Law reopens debate on detention houses

Ministry moves to prevent torture, protect rights, but legal experts call for shake-up
Almost a decade ago, police in Yunnan province reported that an inmate at a detention house had died during a game of hide-and-seek. Li Qiaoming, a suspected tree thief, had actually been beaten to death by fellow inmates.
The incident in February 2009 outraged the public and led to questions over the management at such facilities, which are used to hold criminal suspects and people convicted of minor offenses.
Since then, the Ministry of Public Security, which runs the detention system, says it has increased efforts to avoid similar tragedies as well as prevent torture and other improper behavior by police officers.
The latest move was the release of a draft detention house law last month. If approved, it would require at least two police officers to be present during interrogations, which must also be recorded, while police would be forbidden from listening to conversations between suspects and their lawyers.
 
The ministry said the law is aimed at avoiding wrongful convictions. Yet, in response, legal experts have questioned whether public security authorities should have any involvement in the management of detention houses.
“Investigation and custody must be separate. Otherwise, it’s too easy for the police to abuse their authority and force a confession,” said Tian Wenchang, a criminal attorney with King and Capital Law Firm in Beijing. “Detention houses should be independent.”
Fan Chongyi, a law professor specializing in procedural law at the China University of Political Science and Law, has drafted a report that he says proves detention houses would be better managed by judicial administrations, which run the nation’s prisons.
China’s central leadership has continuously highlighted the need to combat the torture of suspects, and so far it has overturned 34 wrongful convictions.
“But the root of the torture is the detention house, and the crux of wrongful cases is the unregulated management of these places,” Fan said.
According to the Criminal Procedure Law, the powers of judicial departments – investigation, custody, prosecution and enforcement – must be used independently, he said, “so transferring management of detention houses is in line with the law”.
Although public security bureaus say they require two separate divisions to investigate and detain suspects, “I don’t think the supervision can be carried out by just one authority”, he added.
The police have traditionally focused on securing confessions because they can quickly end a case, “but rapid developments in technology have changed the situation”, according to Bi Xiqian, a professor at the People’s Public Security University of China.
Most evidence can today be obtained using video cameras and other surveillance devices, so police often no longer need a confession, she said.
Bi said a survey about 10 years ago showed 90 percent of public security officers were unwilling to transfer custody management to justice departments, yet in a more recent poll it had dropped to about half.

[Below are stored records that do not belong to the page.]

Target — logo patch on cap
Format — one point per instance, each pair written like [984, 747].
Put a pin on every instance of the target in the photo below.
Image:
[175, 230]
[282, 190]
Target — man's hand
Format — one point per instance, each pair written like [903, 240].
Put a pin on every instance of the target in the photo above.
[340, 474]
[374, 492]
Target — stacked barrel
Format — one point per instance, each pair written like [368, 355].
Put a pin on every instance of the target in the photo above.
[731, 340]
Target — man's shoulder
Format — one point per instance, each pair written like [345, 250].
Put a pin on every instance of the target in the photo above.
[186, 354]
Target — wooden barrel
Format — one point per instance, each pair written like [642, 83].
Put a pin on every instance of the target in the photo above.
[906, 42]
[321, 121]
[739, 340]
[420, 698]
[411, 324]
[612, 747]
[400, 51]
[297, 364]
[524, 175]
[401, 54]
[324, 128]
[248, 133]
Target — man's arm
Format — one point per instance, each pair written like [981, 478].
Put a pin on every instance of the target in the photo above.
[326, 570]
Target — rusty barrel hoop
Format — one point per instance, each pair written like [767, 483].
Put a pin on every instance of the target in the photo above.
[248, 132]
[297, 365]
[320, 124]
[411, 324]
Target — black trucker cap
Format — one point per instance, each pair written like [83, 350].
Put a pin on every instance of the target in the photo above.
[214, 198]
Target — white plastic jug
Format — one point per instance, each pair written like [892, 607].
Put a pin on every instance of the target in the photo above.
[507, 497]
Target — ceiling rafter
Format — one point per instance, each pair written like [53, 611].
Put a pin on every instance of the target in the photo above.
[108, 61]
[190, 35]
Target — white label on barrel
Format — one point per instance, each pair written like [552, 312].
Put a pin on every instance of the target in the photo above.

She credits this to an increased awareness of human rights protection as well as progress in the rule of law.
Some experts warn that such a transfer would still face difficulties.
“If justice administrations take over, they should also make specific rules on regulating management,” said Mao Lixin, another Beijing attorney, adding that the Ministry of Justice has not shown a clear attitude to custody management since the draft law was released.